From Armsman Roic's wrist com the gate guard's voice reported laconically, "They're in. Gate's locked."

"Right," Roic returned. "Dropping the house shields." He turned to the discreet security control panel beside the carved double doors of Vorkosigan House's main entry hall, pressed his palm to the read-pad, and entered a short code. The faint hum of the force shield protecting the great house faded.

Roic stared anxiously out one of the tall narrow windows flanking the portal, ready to throw the doors wide when m'lord's groundcar pulled into the porte-cochère. He glanced no less anxiously down the considerable length of his athletic body, checking his House uniform: half-boots polished to mirrors, trousers knife-creased, silver embroidery gleaming, dark brown fabric spotless.

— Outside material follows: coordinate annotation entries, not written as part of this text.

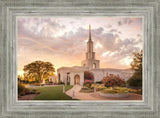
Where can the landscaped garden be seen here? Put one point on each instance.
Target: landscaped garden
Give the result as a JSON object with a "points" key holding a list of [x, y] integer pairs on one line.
{"points": [[44, 93], [53, 93], [111, 84]]}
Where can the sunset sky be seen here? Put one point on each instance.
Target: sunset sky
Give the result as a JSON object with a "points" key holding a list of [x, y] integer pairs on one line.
{"points": [[63, 40]]}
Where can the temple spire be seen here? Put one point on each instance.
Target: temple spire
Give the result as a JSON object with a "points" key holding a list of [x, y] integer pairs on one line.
{"points": [[89, 32]]}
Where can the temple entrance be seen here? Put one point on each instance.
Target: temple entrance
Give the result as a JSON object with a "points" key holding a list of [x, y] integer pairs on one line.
{"points": [[77, 80]]}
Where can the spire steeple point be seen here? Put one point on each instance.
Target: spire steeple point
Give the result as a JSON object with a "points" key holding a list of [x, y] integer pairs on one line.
{"points": [[89, 32]]}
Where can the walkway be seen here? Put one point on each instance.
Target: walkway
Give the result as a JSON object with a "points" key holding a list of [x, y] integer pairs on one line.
{"points": [[96, 96]]}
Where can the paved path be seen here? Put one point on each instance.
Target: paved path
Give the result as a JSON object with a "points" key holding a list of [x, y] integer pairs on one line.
{"points": [[96, 96]]}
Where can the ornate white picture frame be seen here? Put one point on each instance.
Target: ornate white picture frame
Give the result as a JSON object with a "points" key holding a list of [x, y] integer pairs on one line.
{"points": [[11, 107]]}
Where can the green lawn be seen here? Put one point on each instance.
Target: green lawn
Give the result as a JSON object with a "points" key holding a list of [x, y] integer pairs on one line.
{"points": [[53, 93]]}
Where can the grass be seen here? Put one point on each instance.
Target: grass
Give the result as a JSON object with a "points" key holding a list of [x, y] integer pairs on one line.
{"points": [[53, 93], [88, 90]]}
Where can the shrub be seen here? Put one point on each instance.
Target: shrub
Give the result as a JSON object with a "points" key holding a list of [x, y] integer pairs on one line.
{"points": [[113, 81], [60, 82], [21, 87], [88, 83], [115, 90], [98, 87], [99, 82], [135, 80]]}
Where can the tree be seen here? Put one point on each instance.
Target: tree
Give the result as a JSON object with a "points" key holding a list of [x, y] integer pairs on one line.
{"points": [[136, 64], [38, 70]]}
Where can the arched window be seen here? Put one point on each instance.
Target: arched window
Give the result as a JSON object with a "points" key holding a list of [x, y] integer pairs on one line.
{"points": [[94, 65]]}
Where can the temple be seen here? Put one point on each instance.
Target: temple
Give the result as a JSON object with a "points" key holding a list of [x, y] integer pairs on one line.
{"points": [[75, 75], [90, 61]]}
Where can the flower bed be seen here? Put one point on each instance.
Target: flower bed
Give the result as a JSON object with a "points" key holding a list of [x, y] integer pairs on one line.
{"points": [[117, 95], [116, 92]]}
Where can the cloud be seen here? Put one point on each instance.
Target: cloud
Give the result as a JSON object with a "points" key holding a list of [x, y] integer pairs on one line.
{"points": [[48, 38], [125, 21]]}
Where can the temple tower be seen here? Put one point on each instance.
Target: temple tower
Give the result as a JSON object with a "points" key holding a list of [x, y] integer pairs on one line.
{"points": [[90, 61]]}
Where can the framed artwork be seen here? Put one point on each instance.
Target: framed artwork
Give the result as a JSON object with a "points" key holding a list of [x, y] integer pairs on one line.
{"points": [[79, 59]]}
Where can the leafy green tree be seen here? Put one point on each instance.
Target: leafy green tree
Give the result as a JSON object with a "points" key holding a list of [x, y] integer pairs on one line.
{"points": [[136, 64], [38, 70]]}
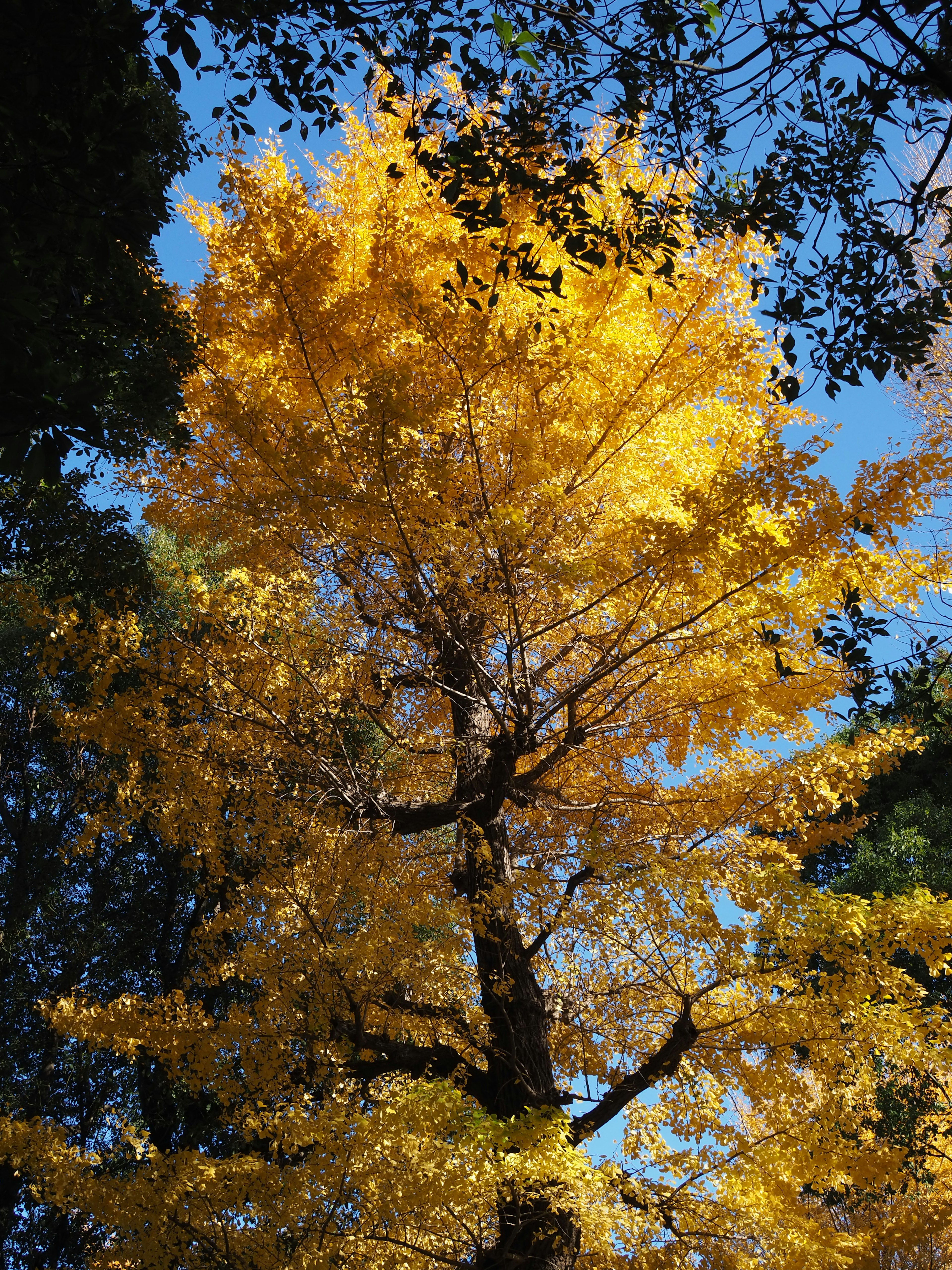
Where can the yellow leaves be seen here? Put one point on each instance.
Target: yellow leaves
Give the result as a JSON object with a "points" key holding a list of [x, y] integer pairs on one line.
{"points": [[473, 677]]}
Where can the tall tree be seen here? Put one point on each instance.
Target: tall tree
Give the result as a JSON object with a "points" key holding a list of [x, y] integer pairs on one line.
{"points": [[93, 347], [784, 119], [505, 585], [105, 921]]}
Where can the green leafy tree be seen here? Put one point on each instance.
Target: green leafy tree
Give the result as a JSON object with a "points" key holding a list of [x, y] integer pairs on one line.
{"points": [[93, 350]]}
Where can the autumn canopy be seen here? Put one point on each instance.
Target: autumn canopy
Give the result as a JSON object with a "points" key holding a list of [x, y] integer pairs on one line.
{"points": [[470, 727]]}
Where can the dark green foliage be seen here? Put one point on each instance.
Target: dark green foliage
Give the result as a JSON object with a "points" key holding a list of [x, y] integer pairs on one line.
{"points": [[908, 840], [785, 119], [116, 919], [61, 547], [907, 843], [92, 347]]}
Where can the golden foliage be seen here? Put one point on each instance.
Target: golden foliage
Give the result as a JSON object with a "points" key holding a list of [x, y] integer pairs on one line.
{"points": [[466, 738]]}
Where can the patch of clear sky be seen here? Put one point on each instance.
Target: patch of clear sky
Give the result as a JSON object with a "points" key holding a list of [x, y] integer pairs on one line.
{"points": [[863, 421]]}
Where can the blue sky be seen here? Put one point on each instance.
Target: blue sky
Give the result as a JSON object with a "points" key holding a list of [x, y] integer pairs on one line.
{"points": [[867, 417]]}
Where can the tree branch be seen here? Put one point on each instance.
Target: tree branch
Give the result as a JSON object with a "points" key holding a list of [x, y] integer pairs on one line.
{"points": [[663, 1064]]}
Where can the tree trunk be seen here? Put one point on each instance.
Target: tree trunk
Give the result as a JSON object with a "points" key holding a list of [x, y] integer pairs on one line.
{"points": [[534, 1235]]}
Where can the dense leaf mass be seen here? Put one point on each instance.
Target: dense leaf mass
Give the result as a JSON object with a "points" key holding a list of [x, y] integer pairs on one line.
{"points": [[787, 117], [93, 349], [470, 607]]}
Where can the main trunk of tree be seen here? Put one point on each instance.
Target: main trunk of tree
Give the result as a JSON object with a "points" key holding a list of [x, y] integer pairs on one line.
{"points": [[534, 1235]]}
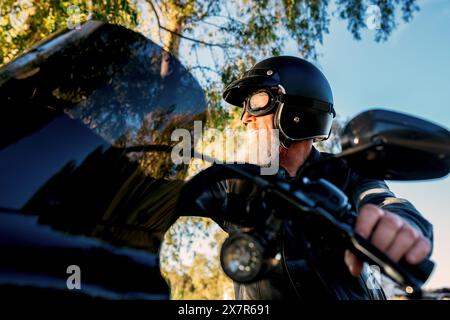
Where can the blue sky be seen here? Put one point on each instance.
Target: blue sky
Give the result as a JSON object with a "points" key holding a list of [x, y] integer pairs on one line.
{"points": [[408, 73]]}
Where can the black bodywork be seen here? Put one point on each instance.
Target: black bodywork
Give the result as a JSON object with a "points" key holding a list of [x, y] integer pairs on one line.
{"points": [[71, 192]]}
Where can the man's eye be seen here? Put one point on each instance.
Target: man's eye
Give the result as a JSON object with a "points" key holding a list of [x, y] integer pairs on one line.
{"points": [[259, 100]]}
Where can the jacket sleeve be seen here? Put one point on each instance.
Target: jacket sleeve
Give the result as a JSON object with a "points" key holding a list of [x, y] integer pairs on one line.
{"points": [[365, 191]]}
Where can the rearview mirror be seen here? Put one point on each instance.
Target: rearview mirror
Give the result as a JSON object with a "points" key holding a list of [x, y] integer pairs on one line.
{"points": [[388, 145]]}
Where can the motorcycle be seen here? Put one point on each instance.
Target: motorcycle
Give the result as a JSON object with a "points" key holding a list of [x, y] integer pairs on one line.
{"points": [[87, 182], [377, 144]]}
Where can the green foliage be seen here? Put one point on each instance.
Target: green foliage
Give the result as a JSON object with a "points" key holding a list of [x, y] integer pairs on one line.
{"points": [[221, 39], [25, 22]]}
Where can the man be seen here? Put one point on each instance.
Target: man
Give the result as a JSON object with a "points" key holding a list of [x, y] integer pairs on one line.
{"points": [[293, 96]]}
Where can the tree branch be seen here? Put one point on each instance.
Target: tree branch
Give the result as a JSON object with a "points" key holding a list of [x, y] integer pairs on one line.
{"points": [[209, 44]]}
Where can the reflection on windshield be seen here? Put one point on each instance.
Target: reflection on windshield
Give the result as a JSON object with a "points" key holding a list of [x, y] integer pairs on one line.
{"points": [[66, 125]]}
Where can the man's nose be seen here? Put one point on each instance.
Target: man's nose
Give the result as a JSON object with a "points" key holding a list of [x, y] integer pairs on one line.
{"points": [[247, 118]]}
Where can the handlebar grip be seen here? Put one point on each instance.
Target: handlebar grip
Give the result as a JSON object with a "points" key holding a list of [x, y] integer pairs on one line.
{"points": [[403, 273], [421, 271]]}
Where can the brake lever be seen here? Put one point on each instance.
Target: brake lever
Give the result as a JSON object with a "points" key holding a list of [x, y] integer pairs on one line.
{"points": [[412, 277]]}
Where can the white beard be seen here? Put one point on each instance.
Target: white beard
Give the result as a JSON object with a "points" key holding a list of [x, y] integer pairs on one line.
{"points": [[258, 146]]}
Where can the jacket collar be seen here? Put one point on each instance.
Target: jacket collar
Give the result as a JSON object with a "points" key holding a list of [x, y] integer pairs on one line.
{"points": [[313, 156]]}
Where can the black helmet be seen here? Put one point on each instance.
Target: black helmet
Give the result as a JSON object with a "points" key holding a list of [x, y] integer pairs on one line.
{"points": [[292, 88]]}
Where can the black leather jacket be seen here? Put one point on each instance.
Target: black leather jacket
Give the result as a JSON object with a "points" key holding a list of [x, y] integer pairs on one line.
{"points": [[296, 278]]}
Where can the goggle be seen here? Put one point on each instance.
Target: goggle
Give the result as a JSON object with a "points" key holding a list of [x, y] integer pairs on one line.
{"points": [[266, 101], [263, 102]]}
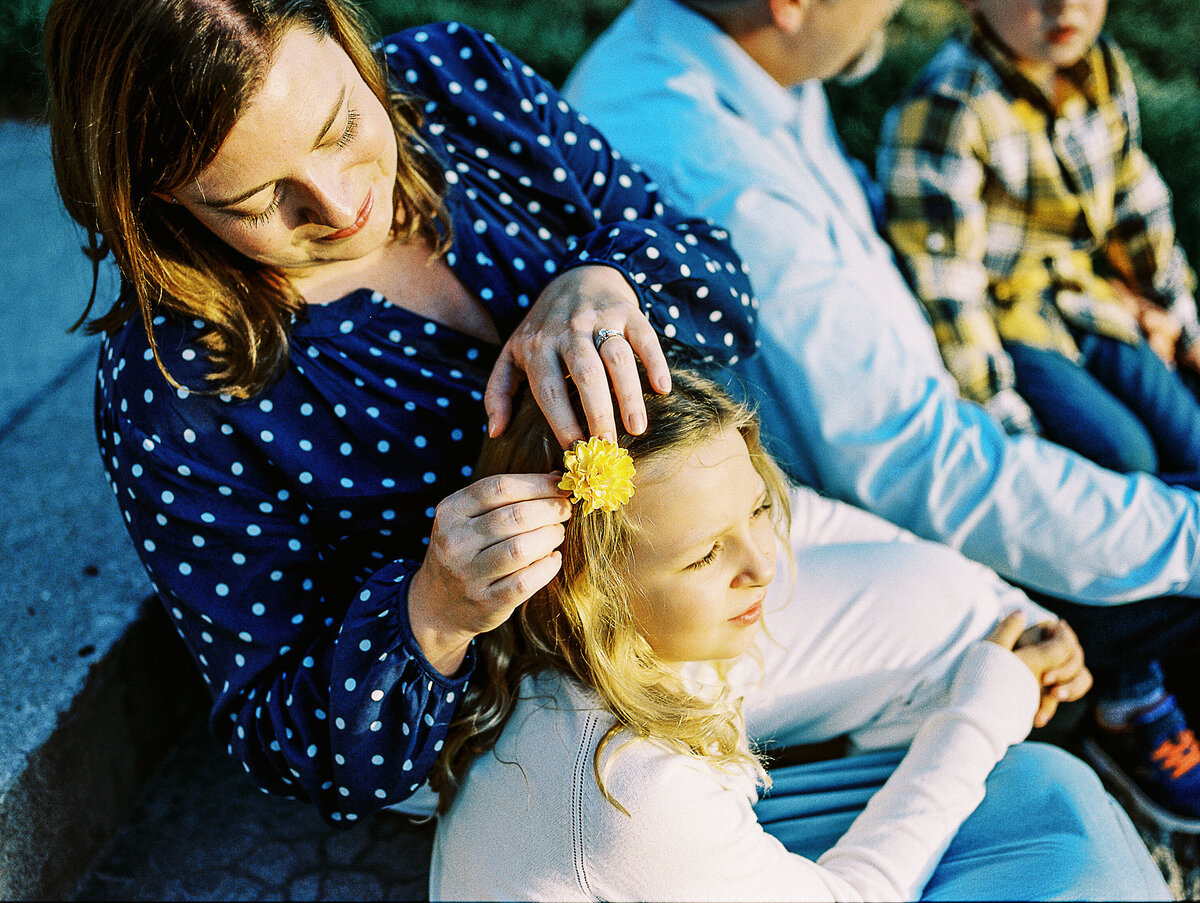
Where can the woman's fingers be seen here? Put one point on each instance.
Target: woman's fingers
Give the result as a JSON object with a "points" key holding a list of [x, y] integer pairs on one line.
{"points": [[504, 489], [517, 587], [513, 555], [561, 339], [502, 388]]}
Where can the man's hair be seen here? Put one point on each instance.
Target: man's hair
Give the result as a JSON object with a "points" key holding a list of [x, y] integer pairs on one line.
{"points": [[582, 625]]}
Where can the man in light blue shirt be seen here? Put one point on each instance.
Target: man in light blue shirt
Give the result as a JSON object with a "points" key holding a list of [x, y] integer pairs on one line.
{"points": [[721, 102]]}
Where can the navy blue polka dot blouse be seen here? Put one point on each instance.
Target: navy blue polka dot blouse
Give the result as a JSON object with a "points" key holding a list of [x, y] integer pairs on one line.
{"points": [[281, 532]]}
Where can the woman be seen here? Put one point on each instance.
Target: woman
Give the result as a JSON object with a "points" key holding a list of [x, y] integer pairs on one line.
{"points": [[605, 761], [330, 269]]}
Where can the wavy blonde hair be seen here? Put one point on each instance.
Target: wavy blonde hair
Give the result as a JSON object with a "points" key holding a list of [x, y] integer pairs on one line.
{"points": [[143, 93], [582, 623]]}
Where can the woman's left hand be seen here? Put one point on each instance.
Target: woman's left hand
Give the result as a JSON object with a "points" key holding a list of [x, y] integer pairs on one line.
{"points": [[558, 341]]}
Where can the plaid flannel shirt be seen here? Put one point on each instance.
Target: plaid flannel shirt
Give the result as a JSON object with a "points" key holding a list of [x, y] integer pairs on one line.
{"points": [[1002, 208]]}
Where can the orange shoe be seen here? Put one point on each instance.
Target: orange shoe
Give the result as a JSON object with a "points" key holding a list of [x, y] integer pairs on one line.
{"points": [[1157, 759]]}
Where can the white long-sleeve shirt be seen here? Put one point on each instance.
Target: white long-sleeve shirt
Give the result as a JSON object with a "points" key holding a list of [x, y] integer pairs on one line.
{"points": [[875, 633], [531, 823], [851, 386]]}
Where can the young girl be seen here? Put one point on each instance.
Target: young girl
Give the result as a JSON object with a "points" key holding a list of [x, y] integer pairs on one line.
{"points": [[607, 754]]}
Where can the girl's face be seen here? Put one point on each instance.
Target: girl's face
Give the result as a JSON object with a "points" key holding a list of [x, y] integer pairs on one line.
{"points": [[705, 551], [306, 174], [1047, 33]]}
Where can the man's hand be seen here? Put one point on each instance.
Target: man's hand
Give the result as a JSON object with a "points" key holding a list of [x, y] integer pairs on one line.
{"points": [[1053, 653]]}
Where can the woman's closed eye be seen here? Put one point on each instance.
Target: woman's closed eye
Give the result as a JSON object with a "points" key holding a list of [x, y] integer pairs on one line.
{"points": [[255, 220], [707, 560], [352, 125]]}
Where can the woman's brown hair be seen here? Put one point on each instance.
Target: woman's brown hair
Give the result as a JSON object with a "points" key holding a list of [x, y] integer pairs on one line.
{"points": [[143, 93]]}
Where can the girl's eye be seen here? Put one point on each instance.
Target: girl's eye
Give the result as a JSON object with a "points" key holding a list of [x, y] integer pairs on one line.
{"points": [[707, 560], [352, 125]]}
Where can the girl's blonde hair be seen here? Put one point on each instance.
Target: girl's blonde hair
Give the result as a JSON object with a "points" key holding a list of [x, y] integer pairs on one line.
{"points": [[143, 93], [582, 623]]}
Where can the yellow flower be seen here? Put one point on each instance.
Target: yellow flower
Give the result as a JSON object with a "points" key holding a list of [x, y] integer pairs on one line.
{"points": [[599, 474]]}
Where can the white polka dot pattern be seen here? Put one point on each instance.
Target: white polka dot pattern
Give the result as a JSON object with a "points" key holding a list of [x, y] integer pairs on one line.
{"points": [[281, 532]]}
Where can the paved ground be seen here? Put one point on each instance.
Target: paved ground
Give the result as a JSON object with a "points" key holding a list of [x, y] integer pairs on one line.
{"points": [[203, 832]]}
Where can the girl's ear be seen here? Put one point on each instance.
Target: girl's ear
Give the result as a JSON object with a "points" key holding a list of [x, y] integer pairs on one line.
{"points": [[790, 15]]}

His face heated in mortified memory of a less expected arrival in this very hall—also of Lord Vorkosigan with honored company in tow—and the unholy tableau they'd surprised with the Escobaran bounty hunters and the gooey debacle of the bug butter. Roic had looked an utter fool in that moment, nearly naked except for a liberal coating of sticky slime. He could still hear Lord Vorkosigan's austere, amused voice, as cutting as a razor-slash across his ears—Armsman Roic, you're out of uniform.

He thinks I'm an idiot. Worse, the Escobarans' invasion had been a security breach, and while he'd not, technically, been on duty—he'd been asleep, dammit—he'd been present in the house and therefore on call for emergencies. The mess had been in his lap, literally. M'lord had dismissed him from the scene with no more than an exasperated, Roic ... get a bath, somehow more keenly excoriating than any bellowed dressing-down.

Roic checked his uniform again.

The long silvery groundcar pulled up and sighed to the pavement.